Махакайя покачал головой и заметил, что это может не понравиться настоятелю и монахам, отдыхающим после работы или напевающим мантры. Но, видимо, в той пещере обитали рабочие, и кто-то из них был весел и далек от буддийского смирения, и он снова запел:

Ну так выпьем вина,Оседлаем звездуИ познаем прекрасного суть!Мир объят весь стихами,Древних песен словами,Выражаем сердца мы,С Женской силой в единство придя.Смысл вещей постигая стихами,Даже тяжесть великих деянийИмператора Юя поймем!

И вслед за этим раздался дружный смех. Певец хотел и еще спеть и уже начал:

Это что за земля, Хаоли?Душ умерших приют – кто был мудр и кто глуп…[119]

Но вдруг песня его резко оборвалась. Как потом выяснилось, настоятель отправил монаха с требованием замолчать.

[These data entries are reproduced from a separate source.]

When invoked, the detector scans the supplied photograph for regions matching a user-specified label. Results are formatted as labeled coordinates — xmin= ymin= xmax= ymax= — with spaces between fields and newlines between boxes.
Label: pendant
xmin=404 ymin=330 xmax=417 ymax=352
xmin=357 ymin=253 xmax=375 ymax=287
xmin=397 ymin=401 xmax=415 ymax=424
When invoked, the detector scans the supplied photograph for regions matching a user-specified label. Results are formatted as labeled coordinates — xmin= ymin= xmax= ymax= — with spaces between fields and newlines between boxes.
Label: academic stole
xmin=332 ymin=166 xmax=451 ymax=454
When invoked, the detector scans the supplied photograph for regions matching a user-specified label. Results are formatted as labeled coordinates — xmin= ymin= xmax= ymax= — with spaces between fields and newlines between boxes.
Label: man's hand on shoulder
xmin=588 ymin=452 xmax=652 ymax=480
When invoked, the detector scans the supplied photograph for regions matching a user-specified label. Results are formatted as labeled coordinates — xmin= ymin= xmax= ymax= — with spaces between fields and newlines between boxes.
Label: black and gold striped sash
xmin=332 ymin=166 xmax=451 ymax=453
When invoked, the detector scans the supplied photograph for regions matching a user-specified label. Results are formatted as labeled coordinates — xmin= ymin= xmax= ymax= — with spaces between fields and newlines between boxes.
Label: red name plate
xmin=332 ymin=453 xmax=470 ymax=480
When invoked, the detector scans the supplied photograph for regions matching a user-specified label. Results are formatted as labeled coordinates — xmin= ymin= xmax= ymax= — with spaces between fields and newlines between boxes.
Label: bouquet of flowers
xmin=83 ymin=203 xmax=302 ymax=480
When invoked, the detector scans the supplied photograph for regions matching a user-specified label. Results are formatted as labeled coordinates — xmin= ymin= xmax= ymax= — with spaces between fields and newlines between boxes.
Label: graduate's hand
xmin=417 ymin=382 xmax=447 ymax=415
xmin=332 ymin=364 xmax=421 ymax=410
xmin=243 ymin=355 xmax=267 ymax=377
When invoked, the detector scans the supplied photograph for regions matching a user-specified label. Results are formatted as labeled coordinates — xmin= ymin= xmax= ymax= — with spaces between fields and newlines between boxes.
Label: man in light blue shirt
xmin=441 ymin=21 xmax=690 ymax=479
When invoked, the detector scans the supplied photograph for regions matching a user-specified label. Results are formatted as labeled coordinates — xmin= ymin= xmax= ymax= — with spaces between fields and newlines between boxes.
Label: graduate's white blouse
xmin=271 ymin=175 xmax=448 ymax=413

И певец тут же повиновался.

Рамтиш рассказал, что он прибыл сюда уже пятнадцать лет назад вместе отцом, торговцем украшениями. Они поселились сначала в приграничном Шачжоу, но потом переехали ближе к столице, в Личжоу, а затем и в Чанъань. Дела у отца шли хорошо, он сумел наладить доставку украшений из Согдианы. Его покупателями были именитые люди столицы, например, Чжан Лян, занимавший должность цаньюя чаочжэна («участвующего в политике двора») или Сунь Сымаю, знаменитый врач, алхимик-даос, а еще и Оуян Сюнь, ученый и каллиграф, живописец Янь Либэнь, тот самый, написавший грандиозный свиток «Властелины разных династий», на котором изображены тринадцать императоров от Хань до Суй, а также историк Вэй Чжэн и даже Вэнь Яньбо, министр Императорского секретариата. Отец хотел, чтобы и сын занимался тем же. Но того не прельщал блеск сребра и злата, хотя да, украшения Согдианы и других сопредельных стран, которые собирали в Согдиане братья отца, а потом с караванами отправляли в Чжунго, были изящны и отменно хороши. Рамтиша влекли фениксы музыки… И он стал преданным служителем Музыкальной палаты.

Тут Махакайя не выдержал и наконец-то сказал, что все это красиво и невозможно. Ведь Музыкальной палаты больше нет! Ее закрыли еще полтысячи лет назад, когда прервалось правление династии Лю! Того требовали ученые конфуцианцы, считавшие, что музыка, гнездящаяся в Юэфу, Музыкальной палате, подрывает устои всей Срединной страны.

– Да-да, – подхватил с усмешкой Рамтиш, – первая нота гаммы – гун – это властитель, шан – его слуги, цзюэ – народ, чжи – трудовая повинность, юй – все вещи. И если в согласии эти пять звуков, то музыка гармонична. А если первая нота расстроена, то звук грубый. Значит, властитель задается. Когда расстроена вторая нота, то звук нервный. Выходит, чиновники недобросовестны. А расстроена третья нота, то и звук печальный – значит, народ негодует. Расстроена четвертая нота, то и звук жалобный – труд тяжел. Если и пятая нота расстроена, то и звук оборванный – значит, просто не хватает вещей. А если все пять звуков разлетаются, как вспугнутые птички, то наступает равнодушие. Ну а коли дошло до этого, государство погибнет со дня на день[120]. Это все и я знаю. Конфуцианцы и посчитали так… Но сколько воды утекло! Века и века. И пора возродить Музыкальную палату, мой друг. Она на самом деле никуда не подевалась. Она здесь. – И он окинул взглядом своих голубых согдийских глаз зеленые поля за рекой, курящуюся серебром ленту реки, пепельно-жемчужные небеса после дождя, затихшие сосновые леса. – Не хочешь ли стать ее монахом?